Felix Braun (4 November 1885, Vienna – 29 November 1973, Klosterneuburg, Lower Austria) was an Austrian writer.

Life
Braun was born in Vienna, then capital of the Austro-Hungarian Empire, to a Jewish family. His mother died in 1888 during the birth of his sister, Käthe, who would also become a famous writer.  In 1904, he enrolled in German studies, as well as art history, at the University of Vienna, and took his doctorate four years later.  His literary publications began to appear in 1905 in the Neue Freie Presse, the Österreichische Rundschau, and in Die neue Rundschau.  He was appointed arts editor of the Berliner National-Zeitung in 1910.

In 1912, Braun married Hedwig Freund, but the couple would divorce in 1915.  While working as an editor at Verlag Georg Müller in Munich, he made the acquaintance of a number of important writers, among whom were Hans Carossa, Thomas Mann, and Rainer Maria Rilke.  From 1928 to 1938, he was a Privatdozent in German literature at Palermo and Padua.  He converted from Judaism to Catholicism in 1935.  To escape persecution by the Nazis, who banned his work, he immigrated in 1939 to the United Kingdom and remained there until 1951, teaching literature and art history.  After returning to Austria, Braun lectured at the Max Reinhardt Seminar and the University of Applied Arts Vienna.  Braun died in 1973 and was honored with a burial in the Zentralfriedhof of Vienna.
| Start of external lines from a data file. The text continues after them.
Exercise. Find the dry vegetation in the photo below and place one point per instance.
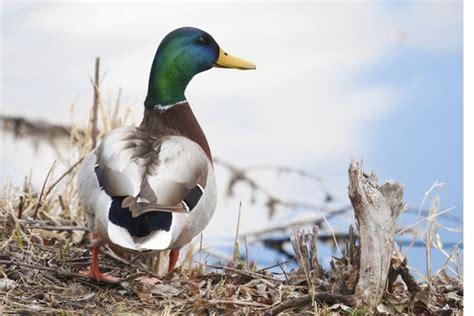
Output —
(44, 244)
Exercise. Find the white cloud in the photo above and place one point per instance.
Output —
(303, 103)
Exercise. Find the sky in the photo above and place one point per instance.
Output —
(378, 81)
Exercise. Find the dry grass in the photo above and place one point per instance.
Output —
(40, 260)
(43, 246)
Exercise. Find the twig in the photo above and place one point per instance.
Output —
(249, 274)
(322, 297)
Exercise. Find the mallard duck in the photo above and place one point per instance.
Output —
(152, 187)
In 1977, a lane in Vienna was named after him.

Writing
At the beginning of the 20th century, Braun belonged to the movement known as Young Vienna, where he found the company of such innovative writers as Stefan Zweig, Anton Wildgans, and Max Brod.  Braun was a Neo-Romantic, who wrote refined, cultivated poetry in multiple forms.  His work centered around the themes of religion, classical antiquity, and his Austrian homeland. Braun also served as secretary to the great Austrian writer Hugo von Hofmannsthal and formed a close friendship with his employer.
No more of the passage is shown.